WORCESTER, Mass. — At this time last year, Dr. Rick Sacra was given a second chance at life.

On Sept. 25, 2014, the 52-year-old Massachusetts physician had just been discharged from an Omaha, Nebraska, hospital after being treated and cured of Ebola.

Sacra had contracted the deadly virus while delivering babies in a Christian mission hospital in Liberia. Rushed back to the U.S., he spent three weeks suffering through fevers, vomiting, diarrhea and aches.

Sacra said his faith gave him peace through the uncertainty.

“Of course I knew that I might die,” he said. “It made me very aware of how grateful I am for every day I’m given.”

An eye problem nagged him until late January, but Sacra said he’s now fully recovered.

“I’m doing fine, 100 percent,” he said, but acknowledges that many West African Ebola survivors still deal with serious health complications, the anguish of losing loved ones, and stigmatization upon returning to their battered communities.

Sacra said he doesn’t regret a thing. “Some risks are worth taking,” he says. “… I would not have changed what I did.”

He’s wasted little time resuming the medical mission work that he’s done for the greater part of his adult life.

Effectively rendered immune to Ebola, the University of Massachusetts Medical School assistant professor has returned to Liberia three times this year. He was the first of America’s handful of Ebola survivors to return to West Africa in January.

He also went back in April and July for additional stints at the mission hospital just outside the capital of Monrovia where he’s worked, off and on, for about two decades.

Sacra, who plans to return again in November, said the need for able health care workers is just as great now as it was during the throes of the epidemic last year, which the U.S. Centers for Disease Control and Prevention said has claimed more than 11,000 lives.
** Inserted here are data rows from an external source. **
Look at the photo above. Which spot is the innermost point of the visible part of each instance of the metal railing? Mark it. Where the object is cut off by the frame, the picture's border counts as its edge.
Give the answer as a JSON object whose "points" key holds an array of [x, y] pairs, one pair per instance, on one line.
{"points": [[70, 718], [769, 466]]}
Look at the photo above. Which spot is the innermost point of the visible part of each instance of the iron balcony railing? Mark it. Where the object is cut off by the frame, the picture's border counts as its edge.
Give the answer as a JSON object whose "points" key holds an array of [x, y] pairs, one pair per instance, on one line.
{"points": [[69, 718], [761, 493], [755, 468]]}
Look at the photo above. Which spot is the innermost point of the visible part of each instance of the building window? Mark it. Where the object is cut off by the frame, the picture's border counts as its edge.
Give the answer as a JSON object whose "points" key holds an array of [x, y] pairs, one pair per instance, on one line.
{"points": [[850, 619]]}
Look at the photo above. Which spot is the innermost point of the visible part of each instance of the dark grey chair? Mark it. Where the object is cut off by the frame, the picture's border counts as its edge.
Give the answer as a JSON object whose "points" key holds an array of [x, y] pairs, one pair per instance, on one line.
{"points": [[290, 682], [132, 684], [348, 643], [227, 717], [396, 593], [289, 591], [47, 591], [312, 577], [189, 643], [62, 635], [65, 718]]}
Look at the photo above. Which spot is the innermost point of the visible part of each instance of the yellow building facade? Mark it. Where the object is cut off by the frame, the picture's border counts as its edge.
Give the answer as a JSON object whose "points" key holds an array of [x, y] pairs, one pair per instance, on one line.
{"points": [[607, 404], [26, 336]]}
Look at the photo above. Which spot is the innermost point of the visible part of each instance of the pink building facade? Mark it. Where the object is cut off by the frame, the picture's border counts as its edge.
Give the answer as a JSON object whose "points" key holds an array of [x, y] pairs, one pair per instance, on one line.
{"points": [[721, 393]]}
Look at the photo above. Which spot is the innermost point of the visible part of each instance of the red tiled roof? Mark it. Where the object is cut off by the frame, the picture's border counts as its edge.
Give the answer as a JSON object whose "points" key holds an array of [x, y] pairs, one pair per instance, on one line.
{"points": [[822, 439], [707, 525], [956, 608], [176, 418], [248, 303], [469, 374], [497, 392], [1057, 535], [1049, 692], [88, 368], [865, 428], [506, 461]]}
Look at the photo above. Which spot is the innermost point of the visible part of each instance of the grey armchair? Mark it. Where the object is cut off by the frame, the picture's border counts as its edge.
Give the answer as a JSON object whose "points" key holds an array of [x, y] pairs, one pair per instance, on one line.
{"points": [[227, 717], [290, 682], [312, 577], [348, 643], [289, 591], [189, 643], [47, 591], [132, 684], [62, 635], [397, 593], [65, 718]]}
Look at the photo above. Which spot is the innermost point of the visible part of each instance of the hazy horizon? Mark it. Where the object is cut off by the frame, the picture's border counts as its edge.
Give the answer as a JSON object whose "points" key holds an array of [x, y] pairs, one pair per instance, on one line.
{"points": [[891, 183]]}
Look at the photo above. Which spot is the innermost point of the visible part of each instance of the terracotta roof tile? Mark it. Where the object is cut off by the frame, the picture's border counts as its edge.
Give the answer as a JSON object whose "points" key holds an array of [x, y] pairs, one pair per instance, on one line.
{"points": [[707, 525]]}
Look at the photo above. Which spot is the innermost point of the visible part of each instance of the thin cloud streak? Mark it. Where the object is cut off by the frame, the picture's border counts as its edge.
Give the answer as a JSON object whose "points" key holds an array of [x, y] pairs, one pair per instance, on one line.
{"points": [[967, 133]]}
Many Liberians who stayed away from hospitals at the peak of the epidemic are just starting to return with serious chronic ailments such as heart disease and AIDS, he said, pushing already strained facilities beyond capacity.

Just weeks ago, Liberia was declared Ebola-free for the second time this year.

Neighboring Sierra Leone and Guinea, however, continue to see a small trickle of new Ebola cases each week, signs that the virus has been controlled but not completely eradicated.